Un patron a réuni tous ses employés sur le toit d’un immeuble. Il leur annonce qu’ils vont être licenciés parce que l’entreprise est en crise. Takashi Kiguchi s’approche alors de son patron en traversant la foule de ses collègues médusés. Il sort un pistolet de sa poche et tente de se suicider. Son collègue Kanai l’empêche d’accomplir son geste de désespoir. Kiguchi demandait à la direction de ne pas licencier s’il se suicidait.
Yuki Nonaka travaille dans une société d’assurances. Elle voit en Kiguchi l’homme qui pourra illustrer la prochaine campagne de publicité de la compagnie. L’homme voulait se suicider par altruisme. La slogan sera « Il est grand temps que vous soyez tous heureux ». Dans toute la ville, Mademoiselle Nonaka placarde d’affiches Kiguchi, le canon d’un révolver sur la tempe, le visage grave. Tout le monde ne parle bientôt plus que de cela et Kiguchi est invité partout : télévision, colloque etc. L’affaire s’avère rentable et la compagnie d’assurances voit le nombre de ses clients augmenter.

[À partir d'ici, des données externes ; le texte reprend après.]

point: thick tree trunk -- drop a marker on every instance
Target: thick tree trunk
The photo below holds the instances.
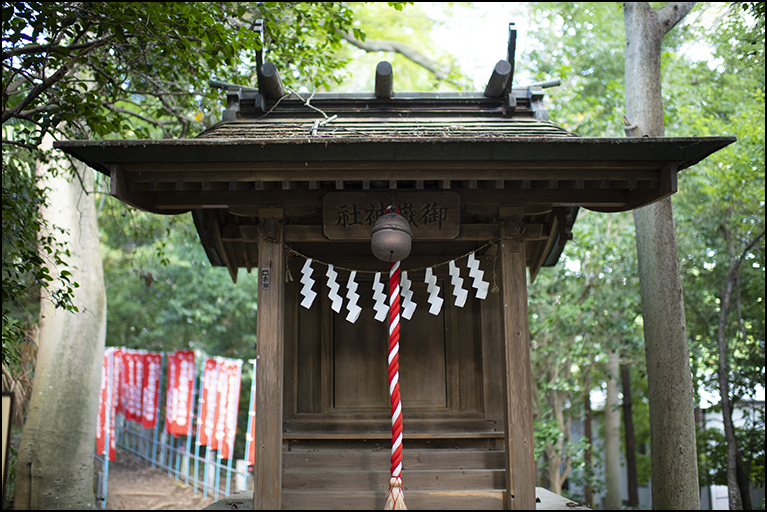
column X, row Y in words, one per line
column 55, row 461
column 672, row 422
column 612, row 436
column 628, row 426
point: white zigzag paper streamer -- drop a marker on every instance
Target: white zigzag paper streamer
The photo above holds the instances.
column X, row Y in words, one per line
column 477, row 274
column 308, row 282
column 434, row 298
column 457, row 282
column 353, row 296
column 379, row 296
column 333, row 290
column 408, row 306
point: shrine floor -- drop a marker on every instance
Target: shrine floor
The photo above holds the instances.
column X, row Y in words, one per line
column 546, row 500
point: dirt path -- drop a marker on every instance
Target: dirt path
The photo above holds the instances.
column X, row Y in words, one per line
column 133, row 485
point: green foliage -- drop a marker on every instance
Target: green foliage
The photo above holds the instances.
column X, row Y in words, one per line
column 720, row 94
column 411, row 26
column 162, row 293
column 712, row 451
column 30, row 251
column 133, row 70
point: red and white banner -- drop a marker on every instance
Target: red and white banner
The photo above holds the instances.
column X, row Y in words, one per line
column 250, row 438
column 180, row 403
column 151, row 389
column 232, row 368
column 133, row 369
column 207, row 413
column 107, row 403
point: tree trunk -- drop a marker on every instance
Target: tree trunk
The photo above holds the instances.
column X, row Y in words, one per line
column 55, row 461
column 612, row 436
column 628, row 425
column 672, row 422
column 738, row 485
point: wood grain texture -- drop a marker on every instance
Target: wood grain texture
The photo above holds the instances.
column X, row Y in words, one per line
column 520, row 477
column 269, row 374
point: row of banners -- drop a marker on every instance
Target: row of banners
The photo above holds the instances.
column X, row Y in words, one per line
column 131, row 382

Harada est l’amant occasionnel de Yuki Nonaka. Il exerce la crapuleuse profession de paparazzi. Il truque ses reportages en soûlant ses futures victimes et en faisant poser à leur côté un mannequin. Harada veut la peau de Kiguchi et va tout mettre en œuvre pour lui pourrir durablement la vie, malgré les protestations de Yuki. Il prétend agir au nom de l’honnêteté, ne voyant dans le suicide raté qu’une manipulation. En fait, il est jaloux que sa maîtresse passe plus de temps avec son client qu’avec lui.
Kanai est de la partie dans la campagne publicitaire. Le sauveur de Kiguchi se révèle être un homme vil, un parasite. Il trouve là l’occasion inespérée de gagner sa vie. Son geste était sincère mais sa vénalité prend le dessus. Tout se passe bien jusqu’à ce que Kiguchi se prenne réellement au sérieux et se voit comme un sauveur de la société toute entière. Il veut se faire le porte-parole des gens qui n’ont pas accès aux médias, mais c’est sans compter sur ceux qui veulent que rien ne change.
Le Sang séché est un film politique filmé comme dans l’urgence à la caméra à l’épaule. Le propos de Yoshida est clairement à gauche, clairement du côté des ouvriers et des travailleurs et clairement contre ceux qui n’ont d’autre ambition que de faire du fric pour faire du fric. De ce point de vue, le film est d’une incroyable actualité. Le piège dans lequel Kiguchi s’est progressivement enfermé est montré par le cinéaste avec une rage devenue très rare d’autant qu’elle s’accompagne d’une atmosphère mortifère. En substance, Le Sang séché dit que le capitalisme c’est la mort de l’humain.
Mais ce discours puissant ne serait rien s’il venait seul et s’il se suffisait lui-même. Yoshida avec des moyens très simples fait beaucoup d’effets. Ce qui frappe le plus est le son. Le film commence par celui de gouttes qui tombent d’un robinet. L’ambiance sonore est très vite partie prenante de l’image : klaxons omniprésents des voitures qui marquent une urbanité folle, sons des pelles mécaniques dans la scène de la décharge où le paparazzi prend des photos. Il se réserve aussi des moments plus festifs comme les séquences dans la discothèque avec des chansons de variété au montage saccadé.
Au milieu du film, il y a aussi une scène très forte entre Harada et Yuki. Une scène de sexe filmé dans un pénombre quasi crépusculaire où le sort de Kiguchi se joue bien malgré et qui scinde le film en deux parties. L’ascension sociale n’aura que peu duré et la chute de notre anti-héros ne fait que recommencer. Le propos de Yoshishige Yoshida est à la fois d’une extrême noirceur et d’un fatalisme bien peu romantique. Il ne sauve personne.
Le Sang séché (血は乾いてる, Japon, 1960) Un film de Yoshishige Yoshida avec Keiji Sada, Kaneko Iwasaki, Shinichirô Mikami, Mari Yoshimura, Masao Oda.